Guest Editorial | Heather Ripley
The biggest interview mistakes plumbing contractors make with journalists
Strategic media coverage can elevate your company's reputation and position your leadership as industry experts.

Many plumbing company owners spend most of their time focused on operations, workforce development and delivering quality service. Those priorities make sense. Running a home service business requires constant attention to schedules, staffing and customer satisfaction.
As a contractor, one area you may overlook or may not fully understand is how media visibility can promote your business more effectively than traditional marketing or advertising.
But it has to be done correctly.
Strategic media coverage can elevate your company’s reputation, position your leadership team as industry experts, and help attract both customers and employees. Media exposure rarely happens by accident. It requires a thoughtful approach to messaging, timing and relationship-building with reporters.
And that’s where a strong public relations strategy becomes valuable. Working with a PR partner can help your marketing team identify opportunities, craft compelling stories and avoid common mistakes that limit your reach or weaken your message.
With the right plan in place, media coverage becomes more than occasional publicity. It becomes a tool for long-term growth and credibility.
Treating media coverage like advertising
One of the most common mistakes contractors make is treating media coverage like advertising. When you pay for advertising, you control the message, the timing and the placement.
Earned media works differently.
Reporters are always looking for insights, expertise and useful information that benefit their audience. They are not interviewing you to publish your promotional content. When a plumbing company owner speaks to reporters using the same language he might use in a marketing email or focuses mainly on promoting services, reporters will lose interest.
The most successful media stories share knowledge, rather than sell services. If you can contribute valuable perspectives on topics such as regulatory changes affecting the industry or practical ways homeowners can protect plumbing systems during extreme weather, you help the reporter tell the story.
PR professionals can help you shape your stories so that they provide value to readers while still highlighting your expertise.
Pitching stories that are not newsworthy
Hiring a new technician or implementing a new customer retention platform may be very important to your company, but is it something the rest of the world needs to know about?
It’s not uncommon for contractors to pitch stories to the media they think are earth-shattering but that really have no broader relevance to an external audience.
Hiring one technician is unlikely to attract media attention on its own. However, if you are hiring as part of a larger effort to expand services after a natural disaster or to support rapid population growth in your community, the story becomes more interesting to a wider audience.
Journalists look for stories that connect to larger trends or issues affecting their readers. Workforce shortages, seasonal safety concerns and job market changes are all areas where your expertise and real-world perspective make a difference.
A PR team who understands the skilled trades can help you identify angles that make a story relevant to reporters and their audiences. They can also connect your company experts with timely issues journalists are already covering.
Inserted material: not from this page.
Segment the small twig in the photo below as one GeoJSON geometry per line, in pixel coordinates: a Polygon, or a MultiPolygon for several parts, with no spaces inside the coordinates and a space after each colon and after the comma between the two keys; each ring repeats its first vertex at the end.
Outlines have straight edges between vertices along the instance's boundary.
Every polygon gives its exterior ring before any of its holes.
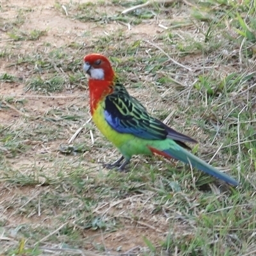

This increases the likelihood that your insights will appear in their coverage.
Being unprepared for interviews
Preparation is another area where contractors sometimes fall short. Never agree to speak with a reporter without preparing key messages or examples that support your points.
If you go into long explanations filled with technical language or don’t clearly answer the reporter’s question, you will confuse reporters and readers who are less familiar with the industry’s more complex details.
Preparation helps ensure your expertise comes across clearly and confidently. Before your interview, it is important to identify the main points you want to communicate and think about how to explain them in simple language. Clear examples or brief stories can help illustrate your message and make it more memorable.
A good PR partner will provide your team with media training, message development and interview preparation. With the right guidance, you will be able to communicate your expertise in ways that resonate with reporters and their audience.
Reaching out only when you want coverage
Another mistake contractors make is contacting journalists only when they want publicity. This often happens when a company completes a major project, opens a new location or receives an award.
While those announcements can be newsworthy, strong media relationships are built through consistency and reliability. Journalists value sources who provide insight on industry trends, offer expert commentary or respond quickly when reporters need knowledgeable voices.
If you position yourself as a helpful resource, you increase the likelihood you will become a trusted source for journalists. Over time, those relationships can lead to more frequent media opportunities.
Strategic PR turns mistakes into opportunities
Media exposure can be a powerful tool for plumbing company owners who approach it strategically. Thoughtful coverage strengthens your reputation, supports your recruiting efforts and reinforces your company’s credibility with customers and industry partners.
Avoiding common media mistakes requires preparation, consistency and a clear understanding of how journalists work. With guidance from an experienced PR team, you can navigate the media landscape more effectively and ensure your expertise reaches the audiences that matter most.